In the above figures, the execution information is classified into the following seven parts.

  1. The plan is displayed as a table, which contains 11 columns: id, operation, A-time, A-rows, E-rows, E-distinct, Peak Memory, E-memory, A-width, E-width, and E-costs. The definition of the plan-type columns (columns started with id, operation, or E) is the same as that of running EXPLAIN. For details, see Execution Plans. The definition of A-time, A-rows, E-distinct, Peak Memory, and A-width are as follows:
    • A-time: indicates the execution completion time of the current operator. Generally, the A-time of the operator executed on DNs is two values enclosed by square brackets ([]), indicating the shortest time and longest time for completing the operator on all DNs, respectively.
    • A-rows: number of actual output tuples of the operator
    • E-distinct: estimated distinct value of the hash join operator
    • Peak Memory: peak memory of the operator on each DN
    • A-width: Current operator tuple actual width of each line. This parameter is valid only for the heavy memory operator, including: (Vec)HashJoin, (Vec)HashAgg, (Vec) HashSetOp, (Vec)Sort, and (Vec)Materialize operator.

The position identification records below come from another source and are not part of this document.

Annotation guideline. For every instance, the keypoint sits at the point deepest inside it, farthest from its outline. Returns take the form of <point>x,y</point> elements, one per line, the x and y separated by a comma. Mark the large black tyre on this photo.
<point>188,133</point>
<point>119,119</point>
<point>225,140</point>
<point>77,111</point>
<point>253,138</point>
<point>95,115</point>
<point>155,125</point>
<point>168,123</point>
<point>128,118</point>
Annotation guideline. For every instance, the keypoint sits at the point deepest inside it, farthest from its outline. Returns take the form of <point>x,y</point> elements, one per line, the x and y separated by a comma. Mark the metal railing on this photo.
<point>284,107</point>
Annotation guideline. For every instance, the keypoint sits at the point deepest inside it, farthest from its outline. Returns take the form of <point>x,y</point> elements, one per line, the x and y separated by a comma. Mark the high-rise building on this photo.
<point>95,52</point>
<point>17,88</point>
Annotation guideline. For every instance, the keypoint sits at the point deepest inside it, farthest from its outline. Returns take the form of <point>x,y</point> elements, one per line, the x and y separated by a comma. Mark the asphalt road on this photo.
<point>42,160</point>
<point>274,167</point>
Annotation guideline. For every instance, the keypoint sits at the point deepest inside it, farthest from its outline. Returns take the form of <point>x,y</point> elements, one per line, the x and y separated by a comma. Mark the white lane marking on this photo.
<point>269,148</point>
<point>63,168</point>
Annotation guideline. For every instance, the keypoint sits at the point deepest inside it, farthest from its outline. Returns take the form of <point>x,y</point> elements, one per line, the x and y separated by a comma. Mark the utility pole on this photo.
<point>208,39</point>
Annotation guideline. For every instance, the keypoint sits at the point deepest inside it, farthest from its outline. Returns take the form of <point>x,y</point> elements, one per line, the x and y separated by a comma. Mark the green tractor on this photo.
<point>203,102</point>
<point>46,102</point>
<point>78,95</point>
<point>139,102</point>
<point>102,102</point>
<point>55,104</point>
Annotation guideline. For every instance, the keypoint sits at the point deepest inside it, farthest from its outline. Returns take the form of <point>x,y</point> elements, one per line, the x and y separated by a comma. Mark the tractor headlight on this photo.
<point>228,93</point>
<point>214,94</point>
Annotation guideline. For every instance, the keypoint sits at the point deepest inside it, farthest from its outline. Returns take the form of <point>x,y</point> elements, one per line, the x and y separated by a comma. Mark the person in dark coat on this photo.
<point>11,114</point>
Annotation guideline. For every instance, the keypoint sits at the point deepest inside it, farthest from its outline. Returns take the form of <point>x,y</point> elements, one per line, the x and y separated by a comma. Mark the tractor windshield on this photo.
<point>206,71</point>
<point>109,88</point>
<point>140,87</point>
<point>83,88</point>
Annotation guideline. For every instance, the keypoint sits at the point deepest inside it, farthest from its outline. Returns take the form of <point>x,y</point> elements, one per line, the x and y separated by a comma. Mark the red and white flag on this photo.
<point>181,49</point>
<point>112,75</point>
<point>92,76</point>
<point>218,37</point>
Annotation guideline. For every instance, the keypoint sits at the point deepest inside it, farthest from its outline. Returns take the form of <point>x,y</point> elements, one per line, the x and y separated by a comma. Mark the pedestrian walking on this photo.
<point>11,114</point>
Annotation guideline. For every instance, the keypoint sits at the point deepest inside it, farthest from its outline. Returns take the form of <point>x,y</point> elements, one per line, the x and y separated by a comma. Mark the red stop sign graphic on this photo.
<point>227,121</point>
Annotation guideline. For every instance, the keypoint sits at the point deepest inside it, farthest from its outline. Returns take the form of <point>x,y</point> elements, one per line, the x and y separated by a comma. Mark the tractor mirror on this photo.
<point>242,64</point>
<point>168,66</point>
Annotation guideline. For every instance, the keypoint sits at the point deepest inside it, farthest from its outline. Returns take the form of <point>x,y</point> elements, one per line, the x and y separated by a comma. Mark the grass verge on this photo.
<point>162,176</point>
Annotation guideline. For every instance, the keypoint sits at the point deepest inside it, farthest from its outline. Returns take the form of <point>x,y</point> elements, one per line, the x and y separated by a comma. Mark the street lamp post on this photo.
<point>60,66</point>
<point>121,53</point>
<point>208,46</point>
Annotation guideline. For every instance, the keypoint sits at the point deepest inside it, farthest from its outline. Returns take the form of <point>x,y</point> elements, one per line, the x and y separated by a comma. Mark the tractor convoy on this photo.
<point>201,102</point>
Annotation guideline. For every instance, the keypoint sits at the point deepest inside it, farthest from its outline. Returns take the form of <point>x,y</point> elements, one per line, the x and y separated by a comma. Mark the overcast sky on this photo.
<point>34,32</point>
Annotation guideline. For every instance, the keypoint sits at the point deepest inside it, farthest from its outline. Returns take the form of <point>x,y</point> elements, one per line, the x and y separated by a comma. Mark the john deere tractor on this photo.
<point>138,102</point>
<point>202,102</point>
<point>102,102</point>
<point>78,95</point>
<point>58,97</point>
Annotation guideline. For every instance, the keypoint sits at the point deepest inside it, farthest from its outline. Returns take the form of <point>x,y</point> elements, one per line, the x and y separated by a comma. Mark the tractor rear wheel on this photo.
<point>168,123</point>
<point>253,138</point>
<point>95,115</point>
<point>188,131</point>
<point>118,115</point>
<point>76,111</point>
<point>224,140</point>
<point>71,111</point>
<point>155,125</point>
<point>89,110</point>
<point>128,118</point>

The (Vec)HashJoin calculation of width is the width of the right subtree operator and it will be displayed in the right subtree.
  2. Predicate Information (identified by plan id):

    This part displays the static information that does not change in the plan execution process, such as some join conditions and filter information.

  3. Memory Information (identified by plan id):

    This part displays the memory usage information printed by certain operators (mainly Hash and Sort), including peak memory, control memory, operator memory, width, auto spread num, and early spilled; and spill details, including spill Time(s), inner/outer partition spill num, temp file num, spilled data volume, and written disk IO [min, max].

  4. Targetlist Information (identified by plan id):

    This part displays the target columns provided by each operator.

  5. DataNode Information (identified by plan id):

    The execution time, CPU, and buffer usage of each operator are printed in this part.

  6. User Define Profiling:

    This part displays CNs and DNs, DN and DN connection time, and some execution information in the storage layer.

  7. ====== Query Summary =====:

    The total execution time and network traffic, including the maximum and minimum execution time in the initialization and end phases on each DN, initialization, execution, and time in the end phase on each CN, and the system available memory during the current statement execution, and statement estimation memory information.

    • The difference between A-rows and E-rows shows the deviation between the optimizer estimation and actual execution. Generally, if the deviation is larger, the plan generated by the optimizer is more improper, and more manual intervention and optimization are required.
    • If the difference of the A-time values is large, it indicates that the operator computing skew (difference between execution time on DNs) is large and that manual performance tuning is required.
    • Max Query Peak Memory is often used to estimate the consumed memory of SQL statements, and is also used as an important basis for configuring a running memory parameter during SQL tuning. Generally, the output from EXPLAIN ANALYZE or EXPLAIN PERFORMANCE is provided for the input for further tuning.